The Reserve Bank of India (RBI) has formulated new norms to facilitate restructuring of ailing urban cooperative banks
RBI, on Friday, said it is observed that even financially stronger banks are unwilling to acquire UCBs, where the deposit erosion is large. “In such situations, restructuring of the liabilities of the weak UCB may be a viable proposition, as the depositors above Rs 1 lakh may stand to gain compared to what they would be entitled to receive from DICGC in case of liquidation of the bank,” said RBI.
The central bank said it is prepared to consider financial restructuring proposals as an additional option for resolution of problem banks, provided they conform to some norms. To begin with, the interest of small depositors has to be protected in full. Accordingly, no conversion into equity will be permitted in the case of small depositors (those have deposit of up to Rs 1 lakh).
A portion of the deposit of individual depositors above Rs 1 lakh may be converted into equity. Likewise, a portion of the deposits of the institutional depositors may be converted into Innovative Perpetual Debt Instrument (IPDI), which is eligible for inclusion as Tier- capital.The conversion of deposits into equities and IPDI would be subject to consent of the depositors/their forum. Post-restructuring, no shares (equities) will be redeemed until the bank achieves a CRAR of 9%. The proportion of deposits converted into equity/IPDI should be such that the net worth of the bank after reconstruction turns positive. The bank will have to maintain CRR/SLR on the restructured liabilities.
Post-restructuring, the management of the bank should be in the hands of a board of administrators consisting of representatives of individual depositors as well as professional bankers to ensure proper implementation of the reconstruction scheme including recovery of NPAs.
RBI has asked UCBs having negative net worth may approach its regional office with specific proposals after the same is approved by its board of directors.
Innovative instruments shall not exceed 15% of total Tier-I capital.
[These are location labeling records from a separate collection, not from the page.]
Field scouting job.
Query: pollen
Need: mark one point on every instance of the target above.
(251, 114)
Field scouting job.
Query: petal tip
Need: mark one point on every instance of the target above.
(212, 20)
Innovative instruments in excess of the above limits shall be eligible for inclusion under Tier-II, subject to limits prescribed for Tier-II capital. However, investors’ rights and obligations would remain unchanged. Innovative instruments shall be perpetual. The interest payable to the investors may be either at a fixed rate or at a floating rate referenced to a market determined rupee interest benchmark rate.
Meanwhile, the RBI has communicated to the chief executive officer of The Gujarat Industrial Co-operative Bank (GICB) to explore a possibility to convert the funds locked in the fixed deposits of over Rs 1 lakh into the bank’s share capital with the consent of the concerned depositors.
This move is primarily aimed to improve the bank’s liquidity condition through financial restructuring.
Surat-based 40-year-old bank, GICB had been identified by the regulator as a bank having minimal liquidity status due to massive non-performing assets on its balance sheet. Thus, under Section 35-A, the regulator had directed the then management of GICB in September 2008 to disallow the bank’s depositors to withdraw over Rs 1,000 until further notice.
The bank had been placed under Gr IV category by the regulator based on its inspection with reference to its financial position as on March 31, 2008 on account of its negative 24% CRAR, 30.4% net non-performing assets and accumulated losses worth Rs 97.79 crore in its balance sheet by the end of the last financial year.
As on December 31, 2008, GICB reportedly had 6,500 depositors who are having fixed deposits of over Rs 1 lakh The money locked in these deposits, reportedly to be over Rs 180 crore, is likely to get converted into the share capital of GICB as recommended by the RBI.